Electric vehicles continue to make inroads, if you will, into the American car market. Tesla's Model S — test-driven in a delightful Nate Berg profile for Cities earlier this week — is the car of the moment. The Nissan Leaf had its best month ever in March, selling more than 2,500 cars. But in the larger scheme of U.S. car-ownership, EVs still represent just a fraction of the cars sold each year, and a smaller fraction of all the cars on the road.
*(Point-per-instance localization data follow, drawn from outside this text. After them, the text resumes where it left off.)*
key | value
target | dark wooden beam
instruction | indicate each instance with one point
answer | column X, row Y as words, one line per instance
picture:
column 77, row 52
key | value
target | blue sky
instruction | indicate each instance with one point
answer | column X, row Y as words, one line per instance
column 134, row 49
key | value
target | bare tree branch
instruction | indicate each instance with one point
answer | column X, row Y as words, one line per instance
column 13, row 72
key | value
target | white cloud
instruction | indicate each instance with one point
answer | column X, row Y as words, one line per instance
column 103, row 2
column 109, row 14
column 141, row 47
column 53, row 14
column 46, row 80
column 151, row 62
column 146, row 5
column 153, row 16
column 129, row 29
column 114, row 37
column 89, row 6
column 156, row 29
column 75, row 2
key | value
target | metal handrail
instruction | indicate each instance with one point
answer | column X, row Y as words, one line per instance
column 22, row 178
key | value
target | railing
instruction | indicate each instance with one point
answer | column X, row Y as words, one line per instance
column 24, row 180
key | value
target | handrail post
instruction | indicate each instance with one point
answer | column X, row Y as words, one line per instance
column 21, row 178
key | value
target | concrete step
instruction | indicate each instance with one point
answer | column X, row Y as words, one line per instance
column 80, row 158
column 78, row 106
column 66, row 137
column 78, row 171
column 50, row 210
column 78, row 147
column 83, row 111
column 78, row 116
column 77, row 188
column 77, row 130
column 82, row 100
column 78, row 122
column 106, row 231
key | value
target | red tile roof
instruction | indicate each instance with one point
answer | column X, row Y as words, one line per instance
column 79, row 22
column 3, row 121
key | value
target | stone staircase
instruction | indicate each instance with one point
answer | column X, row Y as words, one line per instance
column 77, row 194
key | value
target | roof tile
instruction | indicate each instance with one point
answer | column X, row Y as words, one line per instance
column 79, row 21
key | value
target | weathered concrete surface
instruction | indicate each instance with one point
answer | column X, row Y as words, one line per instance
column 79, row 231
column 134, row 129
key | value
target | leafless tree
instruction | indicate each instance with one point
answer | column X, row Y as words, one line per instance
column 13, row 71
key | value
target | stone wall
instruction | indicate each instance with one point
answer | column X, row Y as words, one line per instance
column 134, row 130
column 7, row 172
There is a pretty direct way to popularize zero-emission cars, but in political terms it would be a very unpopular step: issue a carbon tax. Owning a traditional fuel-engine car would become much less appealing if its sticker or gas prices included the cost done to the environment. Transport scholar David Levinson makes the argument in the May-June issue of Foreign Affairs:
A better, although more politically difficult, policy would be to charge those who burn gasoline and diesel fuel for the full economic and social cost of their decision. Right now, pollution is essentially free in the United States; drivers don’t pay anything for the emissions that come from their tailpipes, even if they’re driving a jalopy from the 1970s. If the government were to charge people for the health-damaging pollutants their cars emit and enact a carbon tax, the amount of pollution and carbon dioxide produced would fall. Consumers would drive less, retire their old clunkers, and be more likely to purchase electric vehicles.
Right now American drivers do pay a gas tax every time they stop at the pump. The gas tax could deter fuel consumption in an indirect way, but it's far too weak to do so at the moment. That's because the gas tax hasn't been raised in decades, despite inflation and rising construction costs. As a result, the tax is no longer capable of handling its primary job — paying for roads — let alone a secondary one like disincentivizing carbon emissions.
The most likely outcome of the current gas tax crisis will be modestly raising the gas tax. That will delay the problem, rather than solve it. One of the most promising long-term solutions is a vehicle-miles fee, in which drivers pay for the amount they travel rather than the gas they consume. This reduces driving at large but fails to favor EVs over traditional cars; still, in this less-than-hypothetical scenario, there's nothing to stop policymakers from imposing a carbon tax directly at the pump.
Even without an overhaul to the gas tax or the implementation of a carbon tax, electric vehicles will keep gaining interest among American consumers. Range anxiety is the biggest barrier at the moment, but it's not an insurmountable one. Studies show the fears of running out of power diminish considerably with just three months experience in an EV. As more Americans gain that experience and share it with others, this cultural concern only stands to decrease.
Construction of a network of (preferably high-speed) charging stations, especially in and around metro areas, would also do the job. There's always been a bit of a chicken-and-egg dilemma to that idea: no one wants to build such a network until there are enough EV owners, and no one wants to own an EV until such a network is built. But the two sides have been meeting in the middle of late, with Tesla's Supercharging network leading the way, and meanwhile portable charging stations have emerged in some cities as a viable option.
Levinson concludes that cars are at a historical juncture similar to the one they faced a little more than a century ago. Back then the fuel-engine (thanks largely to invention of a self-starter) emerged from a group of competitors that included electric- and even steam-powered cars. Tomorrow's winner may not be clear, but the mere fact that the contest has reopened is some form of progress.